Creamsicle X Anery = 100% Rootbeer (AKA "Copper" - "not amelanistic Emoryi cross") het snow.


----------



## intravenous (Dec 20, 2006)

Ssthisto said:


> Almost right.
> 
> Creamsicle X Amel = 100% Creamsicle (amel Emoryi cross) - because a Creamsicle is already homozygous amel and can't pass on anything else.
> 
> Creamsicle X Anery = 100% Rootbeer (AKA "Copper" - "not amelanistic Emoryi cross") het snow.


Hybrids aren't really my thing at all so I wasn't 100% sure what was in a creamsicle.

Is a creamsicle a first generation hybrid cross (between an amel corn and an emoryi)? There isn't that much accurate information out there about them.


----------



## sparkle (Mar 21, 2007)

Ssthisto said:


> Almost right.
> 
> Creamsicle X Amel = 100% Creamsicle (amel Emoryi cross) - because a Creamsicle is already homozygous amel and can't pass on anything else.
> 
> Creamsicle X Anery = 100% Rootbeer (AKA "Copper" - "not amelanistic Emoryi cross") het snow.


 
interesting but stil confused... maybe one day I wil understand it,...

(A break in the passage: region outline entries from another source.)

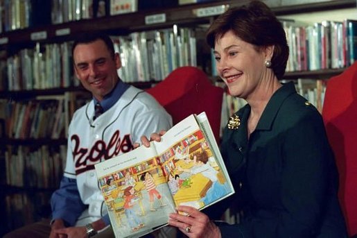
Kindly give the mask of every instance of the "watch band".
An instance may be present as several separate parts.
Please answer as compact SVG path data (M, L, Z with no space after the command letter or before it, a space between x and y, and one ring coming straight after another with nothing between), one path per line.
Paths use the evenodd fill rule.
M87 235L88 235L88 237L92 237L96 235L97 235L97 232L94 228L93 228L93 226L92 226L91 223L88 223L85 225L85 230L87 232Z

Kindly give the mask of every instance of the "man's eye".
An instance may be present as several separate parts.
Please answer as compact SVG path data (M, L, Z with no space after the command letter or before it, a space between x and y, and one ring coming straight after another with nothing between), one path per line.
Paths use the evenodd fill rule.
M232 52L229 52L229 56L234 56L235 55L237 54L237 52L236 51L232 51Z
M88 68L88 67L85 66L85 65L81 65L81 66L78 66L78 68L80 69L80 70L85 70L87 69L87 68Z

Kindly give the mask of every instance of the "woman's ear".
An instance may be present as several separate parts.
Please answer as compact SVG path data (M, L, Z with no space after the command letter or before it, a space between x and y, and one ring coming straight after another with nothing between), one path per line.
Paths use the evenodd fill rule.
M275 46L268 46L264 49L264 52L265 53L265 60L271 60L272 58L272 56L274 55L274 49Z

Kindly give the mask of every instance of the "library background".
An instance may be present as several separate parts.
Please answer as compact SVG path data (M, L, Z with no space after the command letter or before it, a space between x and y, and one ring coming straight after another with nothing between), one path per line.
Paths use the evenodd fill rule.
M224 87L204 32L217 15L248 1L0 0L0 235L50 215L69 120L90 98L73 77L71 45L77 34L110 34L121 78L138 87L150 88L189 65ZM321 111L326 82L357 58L356 0L263 1L286 31L284 80L295 82ZM222 124L244 103L225 93Z

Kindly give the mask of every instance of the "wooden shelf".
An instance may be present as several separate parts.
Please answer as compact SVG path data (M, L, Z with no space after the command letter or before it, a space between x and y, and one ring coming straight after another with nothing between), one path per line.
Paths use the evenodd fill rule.
M302 71L294 72L286 72L284 79L297 79L297 78L313 78L313 79L329 79L332 76L342 73L346 68L342 69L329 69L311 71Z
M150 80L147 82L128 83L133 86L145 90L151 87L153 85L161 81ZM2 91L0 92L0 99L26 99L36 96L62 95L67 92L88 92L83 87L57 87L46 90Z
M13 139L0 138L0 143L4 145L21 145L40 146L43 145L58 146L67 144L66 138L49 139L49 138L28 138L28 139Z
M8 185L0 185L0 187L1 189L4 189L6 191L6 194L19 194L19 193L38 193L38 192L46 192L46 193L52 193L57 188L54 187L17 187L17 186L12 186Z

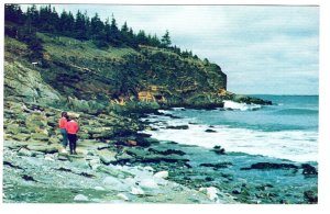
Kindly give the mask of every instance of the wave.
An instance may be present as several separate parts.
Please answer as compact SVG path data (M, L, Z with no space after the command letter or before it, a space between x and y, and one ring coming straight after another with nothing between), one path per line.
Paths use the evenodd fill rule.
M254 111L262 108L260 104L239 103L231 100L224 100L223 103L223 108L228 110Z
M164 120L164 117L162 117ZM189 120L190 121L190 120ZM317 161L317 131L263 132L224 125L189 124L188 120L169 120L166 125L188 125L188 129L167 129L164 123L155 123L157 129L143 131L158 140L172 140L184 145L212 148L220 145L227 151L262 155L293 161ZM206 132L206 129L216 132Z
M301 115L301 114L318 114L319 111L310 110L310 109L285 109L285 110L278 110L274 113L280 115Z

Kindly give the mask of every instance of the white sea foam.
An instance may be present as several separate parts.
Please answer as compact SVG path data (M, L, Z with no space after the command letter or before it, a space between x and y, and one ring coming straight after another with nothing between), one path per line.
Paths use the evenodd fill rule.
M223 104L224 109L232 109L232 110L240 110L240 111L252 111L262 108L260 104L239 103L239 102L233 102L231 100L224 100L223 103L224 103Z
M190 121L190 120L189 120ZM169 120L169 125L188 124L185 120ZM160 125L160 124L158 124ZM155 124L155 126L158 126ZM229 126L213 126L216 133L207 133L207 125L189 124L188 129L144 131L160 140L212 148L220 145L227 151L241 151L294 161L317 161L318 133L305 131L262 132Z

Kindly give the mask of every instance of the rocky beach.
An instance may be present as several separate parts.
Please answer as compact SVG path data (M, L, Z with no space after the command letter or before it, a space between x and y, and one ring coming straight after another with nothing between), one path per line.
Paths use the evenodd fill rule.
M59 153L61 110L4 104L8 203L317 203L317 166L226 153L220 145L160 142L143 133L152 128L145 119L169 114L133 120L76 112L78 155L68 155Z
M4 203L318 203L318 95L231 92L218 64L113 13L4 11ZM245 93L267 78L230 81Z

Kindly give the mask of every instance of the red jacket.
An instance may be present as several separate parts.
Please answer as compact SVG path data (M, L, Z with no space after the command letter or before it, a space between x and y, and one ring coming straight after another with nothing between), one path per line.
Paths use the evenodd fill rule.
M66 123L67 123L66 117L59 119L59 121L58 121L59 128L65 128Z
M77 134L79 131L79 125L76 121L72 120L69 122L66 123L66 132L68 134Z

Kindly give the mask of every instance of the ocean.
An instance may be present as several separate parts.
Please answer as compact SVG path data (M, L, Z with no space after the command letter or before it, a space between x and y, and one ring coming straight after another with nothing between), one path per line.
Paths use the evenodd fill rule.
M224 108L216 110L160 110L163 115L143 119L152 126L144 133L182 145L221 146L226 151L317 162L319 97L252 97L271 100L274 105L224 101ZM188 128L167 128L179 125Z

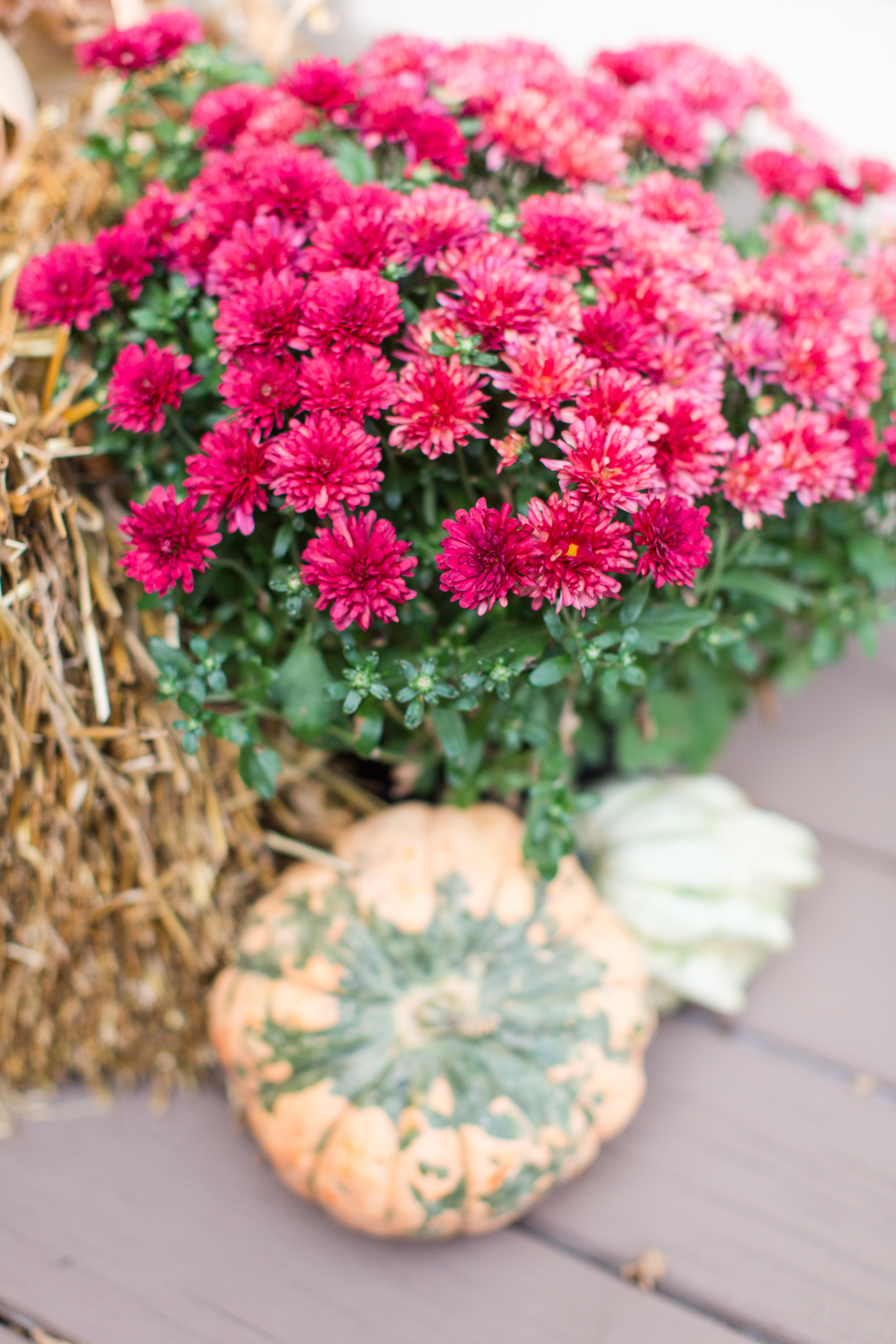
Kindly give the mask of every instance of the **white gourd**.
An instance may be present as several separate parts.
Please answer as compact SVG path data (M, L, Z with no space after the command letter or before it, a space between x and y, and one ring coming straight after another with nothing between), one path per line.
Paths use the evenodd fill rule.
M638 938L661 1011L740 1012L746 985L793 942L818 843L715 774L611 781L578 821L600 895Z

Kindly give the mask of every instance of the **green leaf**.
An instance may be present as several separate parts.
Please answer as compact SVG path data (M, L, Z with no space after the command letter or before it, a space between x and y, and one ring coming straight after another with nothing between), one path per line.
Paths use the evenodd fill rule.
M849 562L864 574L876 593L887 593L896 587L896 559L883 536L861 532L850 536L848 543Z
M619 609L619 625L625 629L634 625L645 609L650 590L646 583L637 583Z
M282 560L285 555L289 554L289 548L293 543L293 524L281 523L277 528L277 536L274 538L274 544L271 547L271 555L275 560Z
M148 641L146 648L149 649L149 657L160 672L175 672L181 677L191 677L193 675L195 664L183 649L172 649L171 644L160 640L156 634Z
M498 655L517 659L537 659L548 642L544 625L523 625L516 621L494 621L477 640L476 655L480 659L496 659Z
M787 582L787 579L767 574L764 570L729 570L719 587L759 597L764 602L771 602L772 606L779 606L782 612L797 612L807 602L801 587Z
M539 663L537 668L529 673L529 681L532 685L553 685L563 680L571 667L572 659L567 653L560 653L555 659Z
M467 749L466 724L457 710L433 710L433 726L449 761L459 761Z
M274 699L297 737L313 741L333 718L336 704L328 694L332 680L320 650L300 638L271 687Z
M364 145L359 145L356 140L340 140L333 155L333 164L345 181L351 181L353 187L376 180L376 164Z
M383 737L383 712L371 710L364 718L355 720L355 750L359 755L369 755Z
M255 747L251 742L239 750L239 775L246 788L262 798L273 798L281 759L270 747Z
M208 727L219 738L224 738L227 742L232 742L234 746L243 747L246 743L253 741L253 735L243 723L242 719L234 719L227 714L216 714L210 722Z
M400 694L398 698L399 700L402 699ZM415 700L411 700L411 703L407 707L407 711L404 714L404 726L408 728L419 728L422 722L423 722L423 702L418 696Z
M712 612L682 602L664 602L641 613L637 625L626 630L626 646L657 653L661 644L684 644L703 625L712 625Z

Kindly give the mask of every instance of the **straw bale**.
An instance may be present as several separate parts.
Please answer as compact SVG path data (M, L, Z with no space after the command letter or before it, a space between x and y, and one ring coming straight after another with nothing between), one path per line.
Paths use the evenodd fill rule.
M278 797L262 805L235 749L207 741L185 755L180 711L156 698L146 640L173 632L137 609L116 563L113 462L90 453L93 370L64 328L15 321L19 259L114 216L114 188L77 144L70 126L44 125L0 202L4 1125L24 1090L73 1074L95 1089L150 1077L159 1103L200 1077L206 985L285 862L266 833L279 853L290 840L325 849L376 806L289 735L275 743Z

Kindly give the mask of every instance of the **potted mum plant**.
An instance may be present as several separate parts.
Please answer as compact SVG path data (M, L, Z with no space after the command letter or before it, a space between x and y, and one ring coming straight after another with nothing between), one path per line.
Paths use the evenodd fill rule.
M391 796L520 806L549 875L582 781L700 769L756 685L873 649L896 250L856 207L896 177L767 71L391 38L271 83L176 12L79 59L125 77L89 146L124 218L16 304L97 370L188 750L270 794L285 720Z

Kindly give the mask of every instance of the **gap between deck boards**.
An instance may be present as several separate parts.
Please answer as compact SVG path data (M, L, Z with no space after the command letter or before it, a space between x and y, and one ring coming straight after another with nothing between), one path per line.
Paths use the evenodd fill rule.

any ideas on the best way to learn ... books or websites etc


----------



## Ssthisto (Aug 31, 2006)

Sparkle: There's a few good books out there - like Charles "Serpwidgets" Pritzel's Corn Snake Morph Guide. It doesn't help that a Creamsicle is not 100% corn - it's not *just* a morph of corn snake, it's a _hybrid _of two fairly closely related snake species.



intravenous said:


> Hybrids aren't really my thing at all so I wasn't 100% sure what was in a creamsicle.
> 
> Is a creamsicle a first generation hybrid cross (between an amel corn and an emoryi)? There isn't that much accurate information out there about them.


A creamsicle is any visual _amelanistic_ animal with KNOWN Great Plains Rat (P. emoryi) and Corn Snake (P. guttattus) heritage - whether it's F1 or F2000. 

Put it this way: 

If I cross an Amelanistic corn and a normal Emoryi the F1 will be all "Rootbeer" - they'll look normal, they'll have Emoryi heritage, but they're het for the Amelanistic gene.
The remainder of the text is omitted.